Capturés, mais vivants et rescapés de l’enfer
Leur guerre a duré trois jours, le temps d’attendre dans la terre, sous une pluie d’obus. Ce qu’ils nous racontent, c’est l’autre versant de l’histoire, celle qui, quelques jours avant la chute annoncée de la ville, faisait dire à l’ancien président Porochenko : « Bakhmout a rempli sa mission en permettant à notre armée d’y éliminer des dizaines de milliers de soldats russes, envoyés au combat sans souci des pertes humaines. » À ces deux hommes, enrôlés par l’armée mais bientôt convaincus de s’engager dans une milice, aucune plaque d’identification n’a jamais été remise. S’ils mourraient, leur cadavre ne porterait pas de nom.
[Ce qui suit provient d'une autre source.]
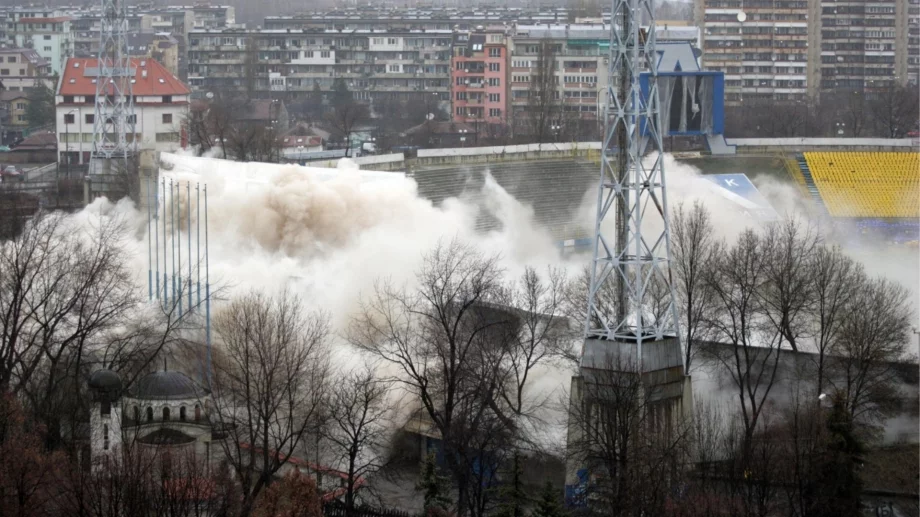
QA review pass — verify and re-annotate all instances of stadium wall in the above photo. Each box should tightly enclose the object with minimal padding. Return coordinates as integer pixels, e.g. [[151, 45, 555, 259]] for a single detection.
[[725, 138, 917, 154]]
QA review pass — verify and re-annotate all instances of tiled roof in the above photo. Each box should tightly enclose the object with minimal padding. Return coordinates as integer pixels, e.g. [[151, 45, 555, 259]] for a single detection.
[[58, 58, 189, 96]]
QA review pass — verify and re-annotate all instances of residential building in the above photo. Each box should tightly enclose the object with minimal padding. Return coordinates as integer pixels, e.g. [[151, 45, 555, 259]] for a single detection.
[[694, 0, 920, 105], [55, 58, 189, 164], [10, 13, 74, 74], [0, 48, 55, 91], [809, 0, 917, 92], [127, 32, 179, 77], [450, 26, 511, 130], [510, 24, 610, 131], [0, 91, 29, 134], [188, 29, 452, 108]]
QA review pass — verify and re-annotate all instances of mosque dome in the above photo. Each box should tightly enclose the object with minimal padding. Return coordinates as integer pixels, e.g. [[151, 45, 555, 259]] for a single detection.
[[130, 370, 207, 400]]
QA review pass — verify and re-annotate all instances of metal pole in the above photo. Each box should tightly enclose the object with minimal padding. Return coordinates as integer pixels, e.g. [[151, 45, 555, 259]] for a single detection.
[[153, 175, 160, 300], [195, 183, 201, 310], [163, 178, 169, 311], [169, 179, 176, 311], [147, 176, 153, 301], [174, 180, 182, 318], [204, 184, 211, 390], [185, 181, 192, 311]]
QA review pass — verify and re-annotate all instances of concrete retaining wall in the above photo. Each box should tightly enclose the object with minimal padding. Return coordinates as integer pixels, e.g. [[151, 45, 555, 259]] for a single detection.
[[725, 138, 917, 154]]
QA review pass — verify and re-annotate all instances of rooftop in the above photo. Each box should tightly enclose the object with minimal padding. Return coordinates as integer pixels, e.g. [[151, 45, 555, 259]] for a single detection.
[[57, 58, 189, 96]]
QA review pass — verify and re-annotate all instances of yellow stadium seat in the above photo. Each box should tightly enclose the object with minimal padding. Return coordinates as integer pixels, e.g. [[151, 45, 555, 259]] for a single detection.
[[804, 152, 920, 218]]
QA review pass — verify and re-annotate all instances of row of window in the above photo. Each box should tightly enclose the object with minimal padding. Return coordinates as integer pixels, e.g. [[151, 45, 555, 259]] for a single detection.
[[64, 113, 172, 124], [454, 107, 502, 117], [454, 92, 502, 102]]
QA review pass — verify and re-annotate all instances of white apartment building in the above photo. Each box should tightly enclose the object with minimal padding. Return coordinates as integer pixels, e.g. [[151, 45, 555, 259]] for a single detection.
[[55, 58, 189, 164], [8, 11, 74, 74]]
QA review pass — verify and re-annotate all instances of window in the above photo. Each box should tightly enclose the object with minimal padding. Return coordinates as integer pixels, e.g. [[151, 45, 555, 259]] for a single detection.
[[156, 133, 179, 143]]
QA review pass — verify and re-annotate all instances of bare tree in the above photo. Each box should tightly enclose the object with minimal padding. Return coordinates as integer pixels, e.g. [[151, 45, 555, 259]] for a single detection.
[[324, 366, 395, 517], [806, 246, 865, 394], [671, 201, 722, 371], [707, 229, 781, 452], [870, 85, 920, 138], [566, 354, 692, 515], [761, 218, 822, 351], [325, 101, 369, 156], [348, 241, 514, 515], [525, 38, 562, 143], [212, 292, 329, 515], [828, 278, 913, 425]]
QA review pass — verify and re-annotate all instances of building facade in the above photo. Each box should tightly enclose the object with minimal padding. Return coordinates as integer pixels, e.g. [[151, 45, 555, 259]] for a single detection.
[[55, 58, 189, 164], [0, 48, 55, 92], [11, 12, 74, 74], [188, 29, 452, 104], [450, 27, 511, 130], [694, 0, 920, 105]]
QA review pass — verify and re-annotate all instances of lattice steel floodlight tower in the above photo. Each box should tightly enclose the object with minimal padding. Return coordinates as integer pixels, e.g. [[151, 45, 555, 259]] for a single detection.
[[92, 0, 136, 173], [585, 0, 682, 372]]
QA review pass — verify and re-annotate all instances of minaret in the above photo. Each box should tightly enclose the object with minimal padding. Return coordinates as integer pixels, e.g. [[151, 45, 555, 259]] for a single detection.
[[89, 369, 121, 470]]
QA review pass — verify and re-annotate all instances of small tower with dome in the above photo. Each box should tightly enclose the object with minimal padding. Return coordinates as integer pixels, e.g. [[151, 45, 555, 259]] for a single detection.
[[88, 369, 122, 469]]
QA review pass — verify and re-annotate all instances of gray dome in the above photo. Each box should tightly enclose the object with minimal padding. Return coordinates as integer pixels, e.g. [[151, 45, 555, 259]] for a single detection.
[[89, 370, 121, 394], [130, 370, 207, 400]]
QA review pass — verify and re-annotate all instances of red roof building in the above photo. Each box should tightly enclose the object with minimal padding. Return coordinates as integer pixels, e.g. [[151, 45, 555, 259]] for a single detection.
[[55, 58, 189, 164], [58, 58, 189, 99]]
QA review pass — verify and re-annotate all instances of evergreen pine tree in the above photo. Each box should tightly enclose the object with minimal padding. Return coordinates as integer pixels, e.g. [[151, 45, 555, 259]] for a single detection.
[[531, 481, 566, 517], [415, 453, 450, 515], [498, 452, 527, 517]]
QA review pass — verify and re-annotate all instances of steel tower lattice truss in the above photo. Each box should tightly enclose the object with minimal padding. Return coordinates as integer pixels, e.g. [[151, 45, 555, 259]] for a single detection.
[[92, 0, 136, 171], [585, 0, 679, 362]]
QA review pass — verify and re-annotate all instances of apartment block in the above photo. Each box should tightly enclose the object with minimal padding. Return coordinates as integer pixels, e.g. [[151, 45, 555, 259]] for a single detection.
[[188, 29, 452, 107], [451, 26, 511, 125], [0, 48, 54, 92], [818, 0, 916, 92], [510, 25, 610, 132], [8, 11, 73, 74], [694, 0, 920, 105], [695, 0, 808, 105], [55, 58, 189, 164]]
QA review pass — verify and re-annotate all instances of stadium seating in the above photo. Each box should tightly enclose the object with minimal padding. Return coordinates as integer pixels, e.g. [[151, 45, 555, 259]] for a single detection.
[[804, 152, 920, 218], [414, 159, 600, 240]]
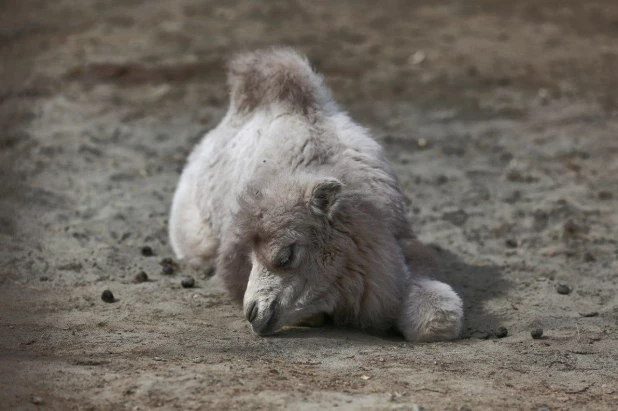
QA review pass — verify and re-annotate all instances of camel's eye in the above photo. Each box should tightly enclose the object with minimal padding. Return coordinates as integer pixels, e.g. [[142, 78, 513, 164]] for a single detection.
[[274, 244, 295, 269]]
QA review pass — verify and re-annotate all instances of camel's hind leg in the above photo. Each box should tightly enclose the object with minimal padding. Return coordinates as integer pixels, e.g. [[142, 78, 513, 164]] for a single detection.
[[169, 175, 220, 268], [397, 239, 463, 341]]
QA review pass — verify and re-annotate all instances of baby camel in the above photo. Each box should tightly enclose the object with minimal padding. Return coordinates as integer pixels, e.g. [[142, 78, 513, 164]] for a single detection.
[[170, 48, 463, 341]]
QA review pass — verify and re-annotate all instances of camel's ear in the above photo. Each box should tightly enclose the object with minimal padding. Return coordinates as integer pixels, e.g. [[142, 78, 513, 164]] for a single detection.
[[309, 178, 343, 218]]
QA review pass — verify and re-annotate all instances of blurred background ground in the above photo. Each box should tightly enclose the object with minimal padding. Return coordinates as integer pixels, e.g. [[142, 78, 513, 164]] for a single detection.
[[0, 0, 618, 410]]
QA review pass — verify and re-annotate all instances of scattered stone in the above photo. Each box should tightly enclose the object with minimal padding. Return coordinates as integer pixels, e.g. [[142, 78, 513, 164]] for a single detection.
[[598, 191, 614, 201], [180, 277, 195, 288], [101, 290, 116, 303], [556, 283, 571, 295], [494, 327, 509, 338], [159, 257, 178, 275], [133, 271, 148, 284], [563, 220, 590, 238], [204, 266, 215, 277], [471, 331, 490, 340], [142, 245, 154, 257], [442, 209, 468, 227]]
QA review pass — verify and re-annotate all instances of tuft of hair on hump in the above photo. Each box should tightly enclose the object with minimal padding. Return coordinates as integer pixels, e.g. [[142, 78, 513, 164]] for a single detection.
[[228, 47, 336, 115]]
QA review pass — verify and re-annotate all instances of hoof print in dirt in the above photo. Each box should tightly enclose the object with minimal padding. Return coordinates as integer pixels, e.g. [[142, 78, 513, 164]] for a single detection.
[[556, 284, 571, 295], [159, 257, 178, 275], [494, 327, 509, 338], [180, 277, 195, 288], [101, 290, 116, 303], [133, 271, 148, 284], [140, 245, 154, 257]]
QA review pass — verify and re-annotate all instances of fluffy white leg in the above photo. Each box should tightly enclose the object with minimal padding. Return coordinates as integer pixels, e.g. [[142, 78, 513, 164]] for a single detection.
[[169, 171, 219, 266], [397, 279, 463, 342]]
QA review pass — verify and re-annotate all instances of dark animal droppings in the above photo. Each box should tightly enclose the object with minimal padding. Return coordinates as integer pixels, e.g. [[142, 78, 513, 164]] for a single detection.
[[134, 271, 148, 284], [159, 257, 178, 275], [101, 290, 116, 303], [495, 327, 509, 338], [556, 284, 571, 295], [142, 245, 154, 257], [180, 277, 195, 288]]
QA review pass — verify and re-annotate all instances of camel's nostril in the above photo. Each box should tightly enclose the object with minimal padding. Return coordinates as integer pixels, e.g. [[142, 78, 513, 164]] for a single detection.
[[246, 301, 258, 323]]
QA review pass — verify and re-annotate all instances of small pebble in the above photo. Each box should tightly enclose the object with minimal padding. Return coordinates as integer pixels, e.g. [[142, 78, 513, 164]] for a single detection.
[[180, 277, 195, 288], [101, 290, 116, 303], [142, 245, 154, 257], [556, 284, 571, 295], [133, 271, 148, 284], [159, 257, 178, 275], [494, 327, 509, 338], [599, 191, 614, 200], [204, 266, 215, 277]]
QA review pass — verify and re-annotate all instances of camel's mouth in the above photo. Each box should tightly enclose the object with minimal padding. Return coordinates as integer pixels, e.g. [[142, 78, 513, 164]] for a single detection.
[[247, 300, 279, 336]]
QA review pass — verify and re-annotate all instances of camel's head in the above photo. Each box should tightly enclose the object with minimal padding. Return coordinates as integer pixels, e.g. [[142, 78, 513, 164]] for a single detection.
[[235, 175, 352, 335]]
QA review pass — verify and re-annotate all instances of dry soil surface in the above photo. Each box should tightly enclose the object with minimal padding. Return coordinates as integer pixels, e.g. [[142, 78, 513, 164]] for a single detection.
[[0, 0, 618, 410]]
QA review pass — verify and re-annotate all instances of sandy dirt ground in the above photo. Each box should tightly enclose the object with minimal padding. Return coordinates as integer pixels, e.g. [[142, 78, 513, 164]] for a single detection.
[[0, 0, 618, 410]]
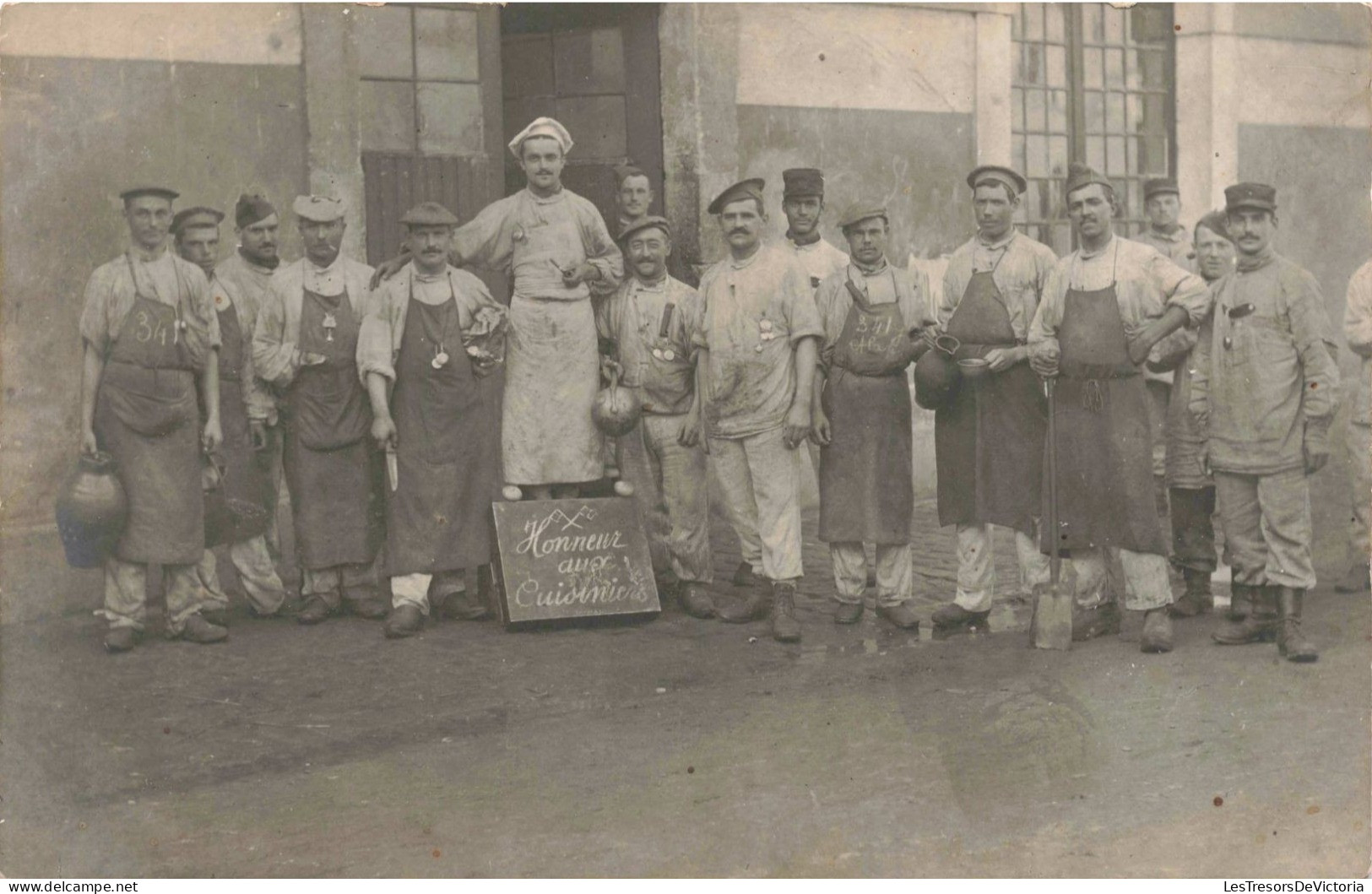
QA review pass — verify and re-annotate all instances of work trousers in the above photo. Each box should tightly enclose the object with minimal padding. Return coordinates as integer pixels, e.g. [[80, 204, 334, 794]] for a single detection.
[[709, 426, 803, 580], [1214, 469, 1315, 589], [1168, 487, 1218, 575], [953, 525, 1049, 611], [829, 543, 913, 608], [391, 567, 467, 617], [301, 562, 376, 611], [1348, 422, 1372, 565], [1065, 545, 1172, 611], [100, 555, 206, 637], [617, 413, 715, 584], [195, 534, 285, 615]]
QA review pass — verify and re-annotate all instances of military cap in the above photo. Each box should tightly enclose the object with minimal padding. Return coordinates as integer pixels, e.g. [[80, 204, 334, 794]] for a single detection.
[[1191, 211, 1234, 242], [291, 196, 343, 224], [968, 165, 1029, 196], [781, 167, 825, 199], [171, 204, 224, 235], [233, 192, 276, 229], [838, 202, 891, 229], [119, 185, 182, 202], [401, 202, 461, 226], [509, 118, 573, 158], [615, 165, 648, 187], [619, 214, 672, 242], [1143, 177, 1181, 202], [705, 177, 767, 214], [1224, 184, 1277, 211], [1062, 162, 1114, 196]]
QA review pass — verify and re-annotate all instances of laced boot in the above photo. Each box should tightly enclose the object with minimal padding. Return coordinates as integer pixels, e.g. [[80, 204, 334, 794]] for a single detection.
[[1277, 587, 1320, 663], [773, 580, 800, 643], [1210, 584, 1277, 646]]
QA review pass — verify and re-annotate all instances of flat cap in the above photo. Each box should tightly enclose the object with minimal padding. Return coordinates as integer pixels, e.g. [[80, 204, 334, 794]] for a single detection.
[[1191, 211, 1234, 242], [1143, 177, 1181, 202], [233, 192, 276, 229], [509, 118, 573, 158], [119, 184, 182, 202], [291, 196, 344, 224], [615, 165, 648, 187], [1062, 162, 1114, 196], [838, 202, 891, 229], [401, 202, 461, 226], [1224, 184, 1277, 211], [171, 204, 224, 235], [705, 177, 767, 214], [781, 167, 825, 199], [619, 214, 672, 242], [968, 165, 1029, 196]]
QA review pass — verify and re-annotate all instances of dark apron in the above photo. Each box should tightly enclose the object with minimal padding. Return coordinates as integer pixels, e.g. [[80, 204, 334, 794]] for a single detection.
[[386, 288, 501, 576], [281, 282, 382, 569], [819, 275, 914, 543], [218, 301, 272, 509], [1043, 284, 1166, 555], [935, 262, 1049, 534], [95, 263, 204, 565]]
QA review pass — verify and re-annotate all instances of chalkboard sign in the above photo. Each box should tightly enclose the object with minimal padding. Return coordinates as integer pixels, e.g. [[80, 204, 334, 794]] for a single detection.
[[496, 498, 661, 624]]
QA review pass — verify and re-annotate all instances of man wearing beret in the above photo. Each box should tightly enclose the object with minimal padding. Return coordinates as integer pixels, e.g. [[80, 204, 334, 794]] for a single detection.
[[1148, 211, 1235, 617], [595, 217, 715, 619], [1139, 177, 1196, 514], [252, 196, 387, 624], [357, 202, 507, 639], [377, 118, 624, 499], [933, 165, 1058, 633], [214, 193, 281, 558], [812, 203, 929, 630], [1334, 261, 1372, 593], [1191, 182, 1339, 663], [1029, 163, 1210, 653], [696, 180, 823, 642], [171, 207, 285, 626], [781, 167, 848, 288], [81, 187, 229, 653]]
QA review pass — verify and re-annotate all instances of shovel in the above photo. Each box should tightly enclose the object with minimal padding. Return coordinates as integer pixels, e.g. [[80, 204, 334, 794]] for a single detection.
[[1030, 378, 1071, 652]]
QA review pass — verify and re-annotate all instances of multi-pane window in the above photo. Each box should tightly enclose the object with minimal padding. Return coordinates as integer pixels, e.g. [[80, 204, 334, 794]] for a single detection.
[[1011, 3, 1176, 253], [351, 4, 485, 155]]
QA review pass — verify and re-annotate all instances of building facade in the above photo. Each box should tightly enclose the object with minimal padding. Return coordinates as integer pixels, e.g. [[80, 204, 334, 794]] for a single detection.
[[0, 3, 1372, 532]]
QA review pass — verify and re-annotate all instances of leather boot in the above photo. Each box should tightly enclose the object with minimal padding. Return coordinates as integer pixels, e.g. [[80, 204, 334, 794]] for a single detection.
[[1210, 584, 1277, 646], [1277, 587, 1320, 663], [1170, 567, 1212, 619], [773, 580, 800, 643]]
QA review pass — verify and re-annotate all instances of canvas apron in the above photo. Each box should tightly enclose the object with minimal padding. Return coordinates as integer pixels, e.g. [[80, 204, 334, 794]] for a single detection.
[[1043, 256, 1166, 555], [217, 296, 272, 509], [935, 266, 1049, 534], [283, 282, 382, 569], [819, 273, 914, 543], [95, 261, 204, 565], [501, 205, 605, 484], [386, 279, 500, 576]]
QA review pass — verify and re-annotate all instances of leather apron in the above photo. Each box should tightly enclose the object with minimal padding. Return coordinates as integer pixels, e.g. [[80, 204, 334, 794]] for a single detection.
[[386, 279, 501, 577], [935, 266, 1049, 534], [215, 292, 272, 509], [501, 203, 605, 484], [819, 268, 914, 545], [1043, 255, 1166, 555], [281, 282, 384, 569], [95, 261, 204, 565]]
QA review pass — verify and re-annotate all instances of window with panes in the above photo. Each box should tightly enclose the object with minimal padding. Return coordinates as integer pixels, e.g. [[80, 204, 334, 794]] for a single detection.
[[1011, 3, 1176, 255]]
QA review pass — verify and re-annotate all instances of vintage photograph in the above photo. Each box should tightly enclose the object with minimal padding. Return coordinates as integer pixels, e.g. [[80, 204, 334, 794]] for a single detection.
[[0, 3, 1372, 890]]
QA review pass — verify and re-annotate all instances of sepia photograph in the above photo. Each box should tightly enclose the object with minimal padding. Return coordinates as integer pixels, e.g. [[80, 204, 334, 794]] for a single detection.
[[0, 2, 1372, 877]]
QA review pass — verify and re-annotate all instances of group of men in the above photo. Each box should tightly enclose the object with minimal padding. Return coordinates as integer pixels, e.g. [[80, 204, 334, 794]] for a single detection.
[[81, 118, 1355, 661]]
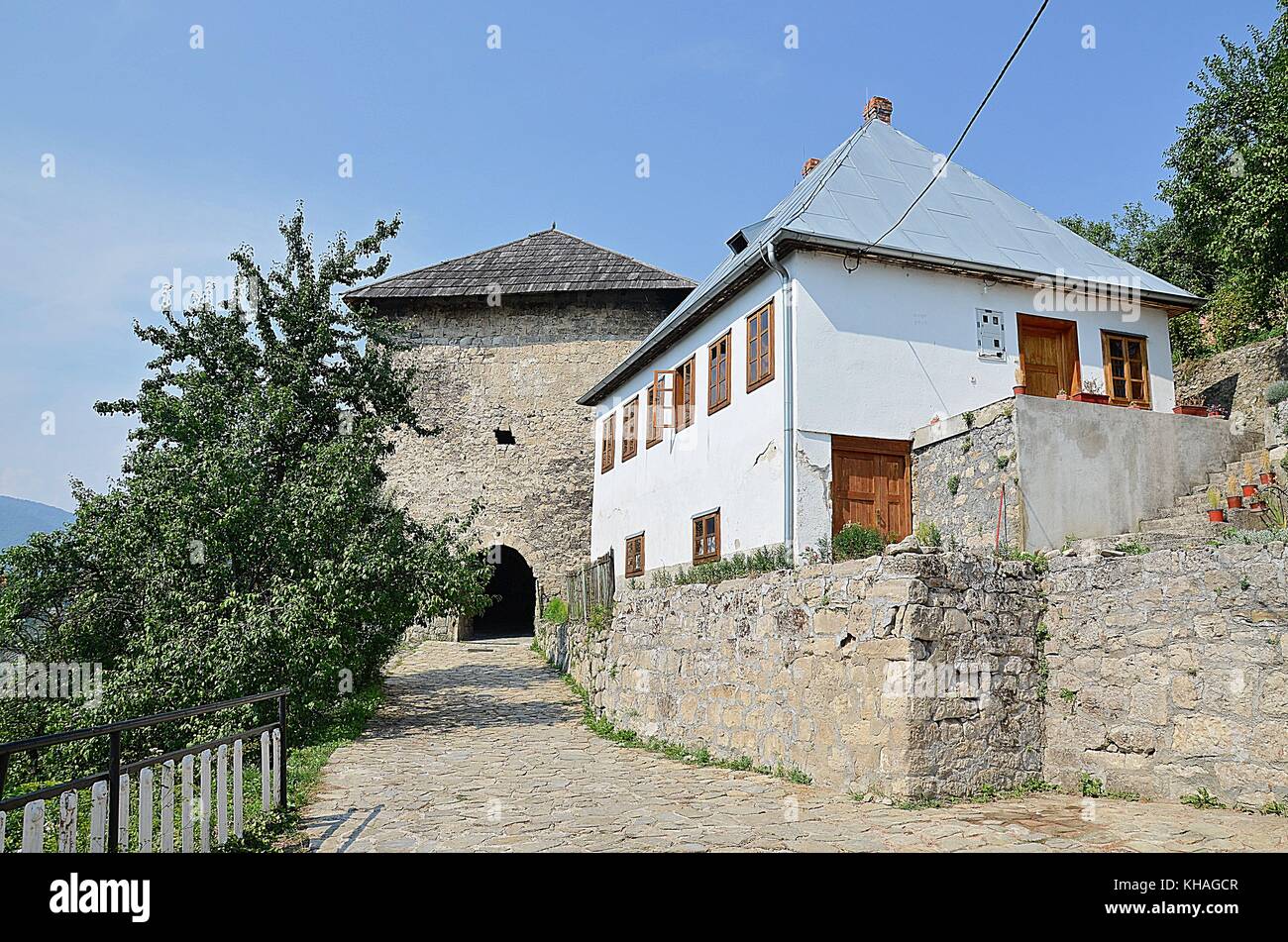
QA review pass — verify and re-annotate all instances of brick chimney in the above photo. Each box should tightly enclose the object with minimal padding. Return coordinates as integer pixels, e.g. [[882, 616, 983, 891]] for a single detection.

De notre envoyé spécial en Ukraine Nicolas Delesalle
Le premier prisonnier entre dans une pièce aux murs nus et aux fenêtres calfeutrées. Nous l’appellerons Andreï *. Il s’assoit sur un tabouret et allume la cigarette qu’on lui tend sous la lueur d’une ampoule qui pend du plafond. Il est l’un des deux mercenaires russes que la 127e brigade de la garde territoriale ukrainienne a arrêtés. Mykola et Maksim, combattants des forces spéciales, nous les ont présentés en termes peu glorieux : « Le premier est stupide. Et le deuxième, encore plus. » Pour ces hommes du renseignement, est « intelligent » qui peut livrer des coordonnées géographiques. Un prisonnier sur trente en moyenne. La plupart, en état de choc quand ils les interrogent, ne savent pas où ils étaient sur le front.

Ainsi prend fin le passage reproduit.